The only difference between a plane and a car is that the time scales may happen to be two or three orders of magnitude different, if you're lucky. Autopilot disconnect-related CFIT is a classical example of what I'm talking about. By the time the pilot figures out that his idea of what's going on (we're in a safe, controlled flight on autopilot) differs from reality (CFIT-in-progress), it's too late, or there's sufficient panic that has set in that the control responses are not what you've been trained for either (stall recovery, spin recovery, etc.).
It doesn't matter that the pilot has more time to figure it out. They are unaware of their own mental model's divergence from reality. In spite of having been given all that time, they still CFIT because they think they're on autopilot. You'd think this would be pretty obvious, but there's one insidious thing. If you're unaware of it, it will eventually kill you. Your brain's sampling of the state of the environment is highly dependent on how confident one is in their own model's accuracy. If things "feel" like everything is the way you imagine it should be, you'll be tricked by your own brain into "seeing" made-up instrument readings, your sensitivity to increased wind noise will be diminished, etc. I'm dead serious. It takes awareness of this pitfall to be able to force oneself to see how it really is, to make your brain not trick you. When you don't, and you're a pilot, usually a couple hundred people perish with you. This is happening over and over, it's sickening. The reason why it happens with such regularity is that we're dealing with a basic property of our brain's visual interaction with the environment. It's not widely appreciated in nonspecialist circles, unfortunately. We're almost all "broken" like that.
Nope.
Boeing has since issued a bulletin to remind pilots of all 737 series and BBJ aircraft of the importance of monitoring airspeed and altitude
The pilots were not flying the fucking plane. Aviate first. They didn't. The results are always the same. No blaming computers on that one. Good that only 9 people perished, it could have been much worse.
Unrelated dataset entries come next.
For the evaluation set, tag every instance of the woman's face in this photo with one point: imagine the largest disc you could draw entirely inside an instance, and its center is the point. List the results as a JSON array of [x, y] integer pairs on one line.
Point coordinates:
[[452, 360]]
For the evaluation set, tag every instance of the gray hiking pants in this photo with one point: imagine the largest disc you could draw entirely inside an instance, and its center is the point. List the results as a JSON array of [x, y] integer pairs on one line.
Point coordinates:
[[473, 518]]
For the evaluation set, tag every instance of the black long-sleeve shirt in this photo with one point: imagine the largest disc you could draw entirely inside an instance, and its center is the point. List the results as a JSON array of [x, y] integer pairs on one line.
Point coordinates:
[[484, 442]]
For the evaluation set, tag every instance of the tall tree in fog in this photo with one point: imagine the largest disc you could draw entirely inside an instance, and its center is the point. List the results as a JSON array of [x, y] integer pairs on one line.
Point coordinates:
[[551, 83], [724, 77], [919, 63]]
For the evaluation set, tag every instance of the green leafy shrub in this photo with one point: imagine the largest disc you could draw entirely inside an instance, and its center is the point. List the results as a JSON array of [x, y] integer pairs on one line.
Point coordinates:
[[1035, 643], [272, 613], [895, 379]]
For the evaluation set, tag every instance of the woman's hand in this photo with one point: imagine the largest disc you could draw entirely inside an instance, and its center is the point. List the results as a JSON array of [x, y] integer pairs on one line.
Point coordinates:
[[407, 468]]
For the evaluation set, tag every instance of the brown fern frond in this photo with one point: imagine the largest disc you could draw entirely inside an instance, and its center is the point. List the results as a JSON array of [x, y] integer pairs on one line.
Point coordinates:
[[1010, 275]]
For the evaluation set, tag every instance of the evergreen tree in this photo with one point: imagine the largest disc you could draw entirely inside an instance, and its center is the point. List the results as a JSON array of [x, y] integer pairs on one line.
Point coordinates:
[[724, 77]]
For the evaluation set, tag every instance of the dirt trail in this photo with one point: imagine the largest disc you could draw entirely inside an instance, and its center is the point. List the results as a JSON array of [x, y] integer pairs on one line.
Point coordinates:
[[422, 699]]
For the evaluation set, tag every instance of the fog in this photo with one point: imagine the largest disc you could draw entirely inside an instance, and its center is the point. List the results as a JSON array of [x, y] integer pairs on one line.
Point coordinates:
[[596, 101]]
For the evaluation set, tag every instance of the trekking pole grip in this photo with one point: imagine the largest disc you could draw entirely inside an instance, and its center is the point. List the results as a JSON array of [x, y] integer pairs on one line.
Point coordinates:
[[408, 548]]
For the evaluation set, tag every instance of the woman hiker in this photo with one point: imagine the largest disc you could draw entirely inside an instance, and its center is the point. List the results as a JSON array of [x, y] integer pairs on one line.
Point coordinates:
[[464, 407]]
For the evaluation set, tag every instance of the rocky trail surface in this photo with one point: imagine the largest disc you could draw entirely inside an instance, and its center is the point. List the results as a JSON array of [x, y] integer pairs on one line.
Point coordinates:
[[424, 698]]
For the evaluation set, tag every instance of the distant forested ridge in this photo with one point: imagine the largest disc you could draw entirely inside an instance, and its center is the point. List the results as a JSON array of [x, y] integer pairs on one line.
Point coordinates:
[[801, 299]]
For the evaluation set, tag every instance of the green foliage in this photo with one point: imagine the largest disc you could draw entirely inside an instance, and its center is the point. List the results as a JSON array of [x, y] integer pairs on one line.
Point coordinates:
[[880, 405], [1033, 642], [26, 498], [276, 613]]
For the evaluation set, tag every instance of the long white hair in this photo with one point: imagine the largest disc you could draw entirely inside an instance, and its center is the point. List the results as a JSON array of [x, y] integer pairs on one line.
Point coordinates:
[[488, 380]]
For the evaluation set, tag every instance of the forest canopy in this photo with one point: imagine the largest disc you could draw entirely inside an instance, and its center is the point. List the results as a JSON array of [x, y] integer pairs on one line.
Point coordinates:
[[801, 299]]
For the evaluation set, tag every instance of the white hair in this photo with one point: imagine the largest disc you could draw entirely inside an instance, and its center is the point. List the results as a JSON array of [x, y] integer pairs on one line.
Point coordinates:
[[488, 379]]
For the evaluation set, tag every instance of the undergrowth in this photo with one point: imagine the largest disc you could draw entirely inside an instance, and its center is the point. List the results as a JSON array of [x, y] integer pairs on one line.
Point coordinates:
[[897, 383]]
AF593: It's a classic. Aviate comes first, and they didn't, with usual results.
Pulkovo 612: Likely the same thing: aviate, dammit. Fly the plane according to its operating envelope.
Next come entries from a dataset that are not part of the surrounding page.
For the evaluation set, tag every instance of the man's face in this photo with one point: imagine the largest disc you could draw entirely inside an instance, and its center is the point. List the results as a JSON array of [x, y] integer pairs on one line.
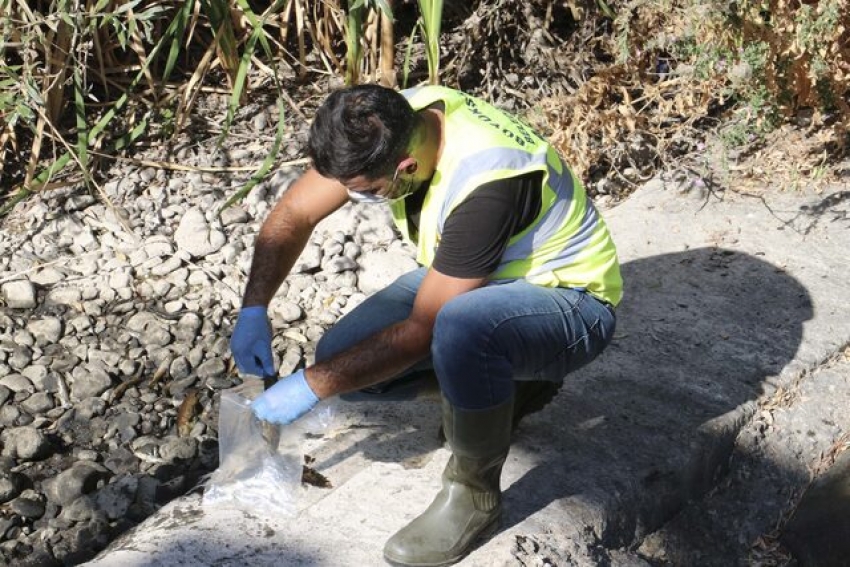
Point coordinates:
[[384, 189]]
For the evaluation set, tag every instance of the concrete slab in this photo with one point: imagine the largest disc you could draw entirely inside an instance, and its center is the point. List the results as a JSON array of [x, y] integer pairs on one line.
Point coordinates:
[[726, 300]]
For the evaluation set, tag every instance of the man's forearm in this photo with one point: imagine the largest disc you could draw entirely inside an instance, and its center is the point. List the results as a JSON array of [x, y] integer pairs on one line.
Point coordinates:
[[378, 358], [278, 246]]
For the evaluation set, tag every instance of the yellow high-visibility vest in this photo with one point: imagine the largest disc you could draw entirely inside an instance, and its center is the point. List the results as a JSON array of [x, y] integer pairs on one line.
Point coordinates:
[[567, 244]]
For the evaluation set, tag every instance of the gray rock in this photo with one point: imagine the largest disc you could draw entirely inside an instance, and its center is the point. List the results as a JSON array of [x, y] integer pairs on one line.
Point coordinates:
[[66, 295], [30, 506], [158, 248], [80, 510], [310, 259], [378, 269], [48, 277], [20, 358], [11, 485], [288, 311], [234, 215], [19, 294], [211, 368], [46, 331], [339, 264], [17, 383], [179, 368], [38, 403], [178, 448], [89, 380], [82, 478], [37, 374], [24, 443], [196, 236], [9, 415], [115, 499]]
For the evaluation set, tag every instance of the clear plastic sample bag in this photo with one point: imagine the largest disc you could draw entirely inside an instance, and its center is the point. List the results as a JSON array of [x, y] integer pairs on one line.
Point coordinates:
[[260, 464]]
In case of loss of air data, the computer is actually precisely just what the doctor ordered. That's because the emergency procedure amounts to a look up of throttle settings in, well, a look-up table. Precisely what computers are great at. So far, the look-up tables come printed out in a checklist for human perusal. No reason at all why humans have to deal with such shit, if you ask me. Heck, the human-targeted look-up table is necessarily abridged, you don't want dealing with no 100-page tables in an emergency thank you so much. The one for automation's perusal could be much larger and take more factors into account (current weight, outside temperature, etc.).
It wouldn't be called an auxiliary power unit if it was a battery, it'd be called, you know, a fucking battery. An APU is usually a small gas-turbine-powered generator. That same turbine can also power a hydraulic pump. Many planes also have a wind turbine that can be deployed if you're out of fuel. This turbine IIRC usually drives a generator that can power an electric hydraulic pump, or it includes both a generator and a small hydraulic pump.
A human can get an appreciation of velocity even without working pitot tubes, in a middle of a weather system where GPS doesn't work.
Sorry buddy, you've just killed yourself in exactly the same way the AF pilots killed themselves. Oh the irony. NEXT STUDENT, PLEASE.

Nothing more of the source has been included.